JC – Você foi eleita presidente do Fórum de Gestão Cultural de Curitiba, Região Metropolitana e Litoral. Qual é o papel desta entidade?

MV – São encontros, normalmente mensais, com os gestores de Cultura de cada uma das cidades que fazem parte do Fórum. Neste fórum reunimos os responsáveis e discutimos Cultura. O que está funcionando em uma cidade? Quais são as dificuldades de uma outra cidade? É uma troca de experiências para o fortalecimento da área. O objetivo do Fórum é entender essas cidades, fortalecer o que está dando certo, mostrando isso aos demais colegas, e levar as demandas destas cidades ao âmbito estadual.

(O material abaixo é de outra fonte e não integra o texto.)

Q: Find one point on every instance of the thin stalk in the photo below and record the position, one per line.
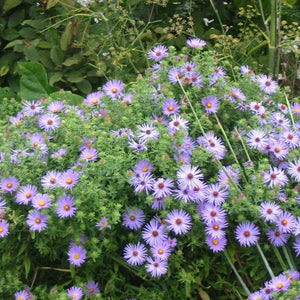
(265, 261)
(263, 17)
(218, 16)
(289, 108)
(288, 258)
(280, 259)
(244, 146)
(229, 145)
(204, 135)
(236, 273)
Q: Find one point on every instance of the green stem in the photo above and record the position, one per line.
(280, 259)
(230, 147)
(236, 273)
(288, 258)
(265, 261)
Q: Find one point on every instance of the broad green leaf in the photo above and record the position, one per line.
(51, 3)
(33, 82)
(71, 98)
(56, 55)
(74, 76)
(13, 43)
(55, 78)
(84, 86)
(16, 18)
(31, 53)
(9, 4)
(27, 265)
(66, 37)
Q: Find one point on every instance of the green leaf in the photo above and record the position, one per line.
(51, 3)
(75, 76)
(84, 86)
(67, 96)
(33, 83)
(55, 78)
(66, 37)
(27, 265)
(56, 55)
(16, 18)
(9, 4)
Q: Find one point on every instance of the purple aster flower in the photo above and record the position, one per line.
(216, 194)
(143, 167)
(92, 288)
(212, 144)
(280, 283)
(4, 228)
(59, 153)
(31, 108)
(113, 88)
(148, 132)
(103, 223)
(269, 211)
(41, 201)
(133, 218)
(65, 207)
(162, 187)
(135, 254)
(286, 222)
(293, 275)
(55, 106)
(170, 107)
(296, 108)
(211, 213)
(210, 104)
(215, 229)
(195, 43)
(158, 53)
(296, 245)
(139, 146)
(25, 194)
(177, 123)
(255, 296)
(37, 221)
(21, 295)
(266, 84)
(175, 75)
(276, 237)
(76, 255)
(9, 185)
(275, 177)
(156, 267)
(68, 179)
(50, 179)
(154, 233)
(188, 176)
(75, 293)
(257, 139)
(93, 99)
(291, 138)
(143, 182)
(49, 122)
(89, 154)
(294, 170)
(247, 234)
(216, 244)
(161, 250)
(179, 221)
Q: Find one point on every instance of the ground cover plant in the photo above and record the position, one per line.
(184, 183)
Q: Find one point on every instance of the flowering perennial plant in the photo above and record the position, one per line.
(186, 170)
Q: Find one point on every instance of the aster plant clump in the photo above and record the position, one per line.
(184, 183)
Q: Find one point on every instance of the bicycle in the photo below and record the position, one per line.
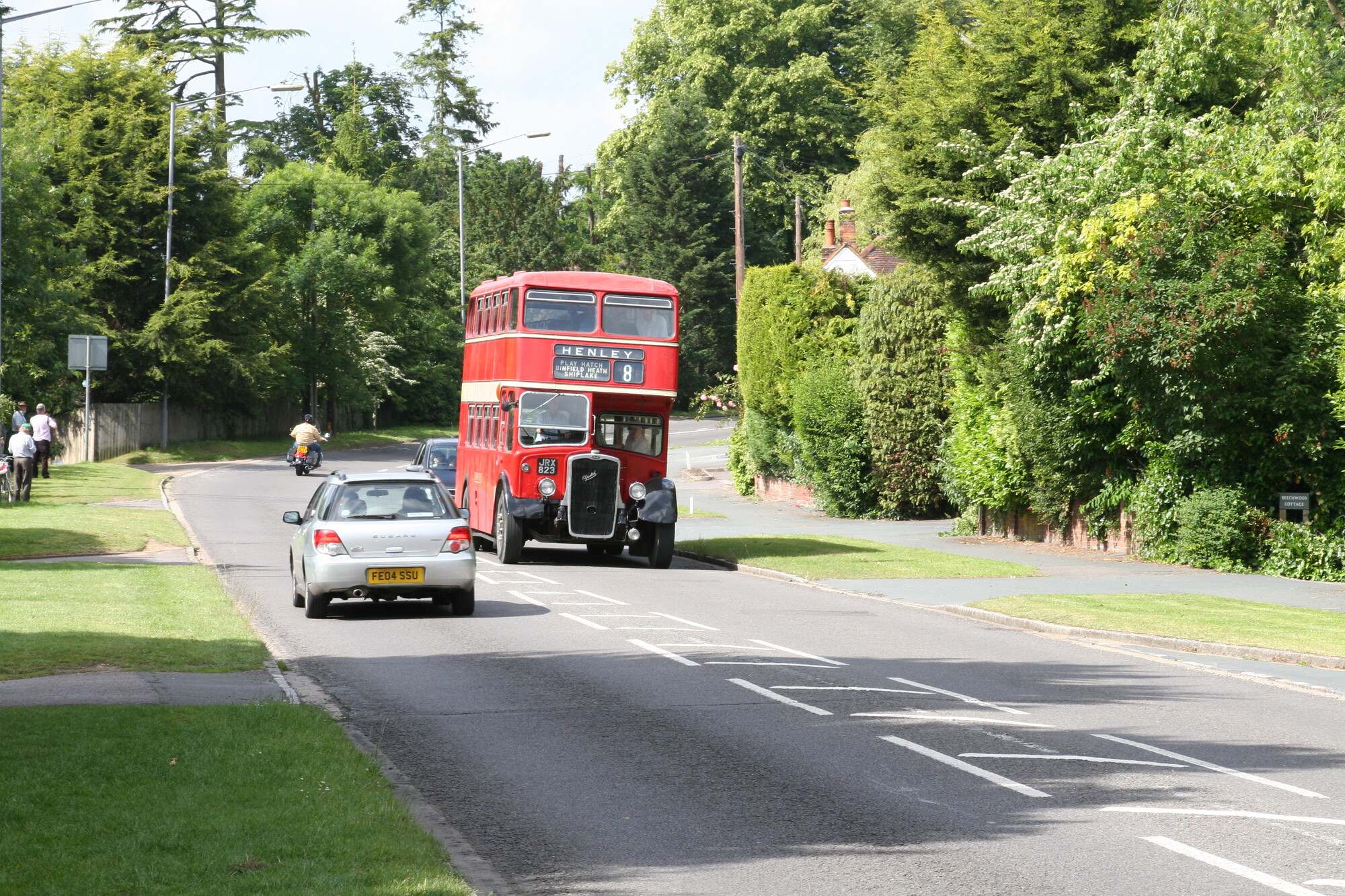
(7, 487)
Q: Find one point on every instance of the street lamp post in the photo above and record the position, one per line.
(462, 220)
(5, 22)
(173, 185)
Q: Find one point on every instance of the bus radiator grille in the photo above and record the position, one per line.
(594, 486)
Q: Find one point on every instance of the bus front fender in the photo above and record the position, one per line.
(660, 501)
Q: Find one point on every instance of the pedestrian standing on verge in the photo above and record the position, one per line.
(44, 432)
(24, 450)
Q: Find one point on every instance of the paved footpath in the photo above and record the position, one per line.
(610, 728)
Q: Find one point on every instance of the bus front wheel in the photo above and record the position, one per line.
(661, 546)
(509, 533)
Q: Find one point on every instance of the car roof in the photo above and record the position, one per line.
(385, 477)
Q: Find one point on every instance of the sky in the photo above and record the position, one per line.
(540, 63)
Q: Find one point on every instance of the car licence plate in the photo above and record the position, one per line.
(396, 576)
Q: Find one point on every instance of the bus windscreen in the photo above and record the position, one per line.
(552, 419)
(559, 311)
(638, 317)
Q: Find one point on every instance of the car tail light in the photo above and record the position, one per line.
(326, 541)
(458, 541)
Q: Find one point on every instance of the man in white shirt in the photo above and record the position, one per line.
(44, 432)
(24, 450)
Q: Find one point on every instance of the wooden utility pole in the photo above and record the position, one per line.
(739, 232)
(798, 229)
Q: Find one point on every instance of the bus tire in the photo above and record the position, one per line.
(661, 548)
(509, 534)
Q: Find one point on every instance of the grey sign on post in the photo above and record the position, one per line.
(88, 353)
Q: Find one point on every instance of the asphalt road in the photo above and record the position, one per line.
(601, 727)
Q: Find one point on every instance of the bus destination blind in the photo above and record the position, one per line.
(584, 369)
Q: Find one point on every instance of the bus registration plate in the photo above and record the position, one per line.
(586, 369)
(396, 576)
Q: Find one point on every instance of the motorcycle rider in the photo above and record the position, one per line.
(306, 434)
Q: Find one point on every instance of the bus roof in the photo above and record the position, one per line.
(580, 280)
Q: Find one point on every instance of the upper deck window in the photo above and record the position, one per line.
(638, 317)
(552, 419)
(558, 311)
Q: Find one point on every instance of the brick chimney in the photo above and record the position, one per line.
(847, 216)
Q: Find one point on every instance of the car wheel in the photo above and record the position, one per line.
(509, 534)
(661, 551)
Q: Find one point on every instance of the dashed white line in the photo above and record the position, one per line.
(683, 620)
(1214, 767)
(1242, 870)
(962, 697)
(1222, 813)
(887, 690)
(1086, 759)
(611, 600)
(981, 719)
(584, 622)
(662, 653)
(966, 767)
(523, 596)
(782, 698)
(797, 653)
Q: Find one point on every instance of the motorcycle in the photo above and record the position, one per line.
(303, 460)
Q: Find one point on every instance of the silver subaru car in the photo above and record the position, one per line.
(383, 537)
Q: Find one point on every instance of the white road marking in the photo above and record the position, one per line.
(1214, 767)
(1242, 870)
(664, 653)
(727, 662)
(1223, 813)
(1087, 759)
(981, 719)
(580, 619)
(966, 767)
(611, 600)
(887, 690)
(797, 653)
(962, 697)
(787, 701)
(683, 620)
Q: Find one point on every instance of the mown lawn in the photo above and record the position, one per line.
(61, 518)
(1226, 620)
(81, 616)
(243, 448)
(840, 557)
(268, 799)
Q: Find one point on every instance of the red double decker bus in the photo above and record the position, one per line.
(568, 380)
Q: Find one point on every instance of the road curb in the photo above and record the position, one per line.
(1184, 645)
(470, 864)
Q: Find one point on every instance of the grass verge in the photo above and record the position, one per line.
(243, 448)
(81, 616)
(1226, 620)
(840, 557)
(61, 517)
(268, 799)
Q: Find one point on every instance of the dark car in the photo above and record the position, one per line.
(439, 456)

Ao invés do secretário de Estado conversar com cada um dos 399 municípios do Paraná, ele vai falar com os representantes da Região. Basicamente é isso: reunir os gestores de Cultura, discutir o que tem em cada cidade, fortalecer o que dá certo e levar o que precisa para os âmbitos estadual e, se necessário, federal.

JC – Você é a primeira mulher a presidir este Fórum. Qual a importância dessa representatividade?

MV – Quando evoluímos nesse sentido, de assumir uma mulher em uma função que era masculina, mostramos que temos as mesmas potencialidades. A gente vem de um mundo muito machista, racista, um mundo em que as minorias são oprimidas. Quando você assume uma posição que normalmente era masculina, você mostra para outras mulheres que é possível. Para aquele grupo você traz uma visão talvez um pouco diferente do que estávamos acostumados. Eu espero poder colaborar com uma visão mais humana e realmente ser um exemplo da força feminina. Estou bem feliz de estar colaborando.

JC – Em 2020, tivemos a questão da Lei Aldir Blanc, que acabou viabilizando alguns projetos, graças à existência do Conselho Municipal de Cultura e da Lei Municipal de Cultura. Qual a importância de ter essa estruturação institucional para poder fazer as iniciativas que os gestores entendem como necessárias?

MV – Ter essa estruturação nos abre portas para trazer recursos e nos abre possibilidade de novos fomentos dentro da cidade. Costumamos dizer que é o CPF: Conselho, Plano e Fundo. Ainda estamos construindo o Plano de Cultura, mas ter essa estruturação te dá base para buscar recursos. A Lei Aldir Blanc trouxe um socorro para os artistas, houve uma movimentação bem importante, mas nós não empenhamos todo o dinheiro. Existe uma pressão dos gestores de cultura do Brasil inteiro, para que o dinheiro que não foi empenhado, possa ser usado em novos projetos. Nós ainda não recebemos a orientação do Governo Federal de como vai ser, o dinheiro está guardado. 

JC – Mas por qual razão sobrou esse recurso? Faltaram projetos apresentados? 

MV – Sim. Existia, dentro do edital, a possibilidade de se inscrever por trajetória, comprovando que tinha dois anos de atividade artística dentro do município e também por fomento. Muitos dos artistas não tinham histórico dessa trajetória. Com essa iniciativa, trouxe também aos artistas a necessidade de registrar esse histórico. Era preciso esse registro, era preciso oferecer um produto – que inclusive devemos fazer em breve o Festival Aldir Blanc, que terá mais de 40 produtos culturais da cidade. As pessoas precisavam ter uma documentação mínima, como certidões negativas. Foram feitas várias reuniões, lives, explicando isso para as pessoas. Mas como esse dinheiro nunca tinha chegado na mão da classe artística, muita gente não acreditou que seria possível. Não tivemos procura suficiente e também tivemos algumas pessoas que procuraram, mas não conseguiram porque não tiveram a documentação necessária. Se abrir novamente, com essa experiência do ano passado, conseguiremos certamente direcionar melhor e aproveitar mais essa verba.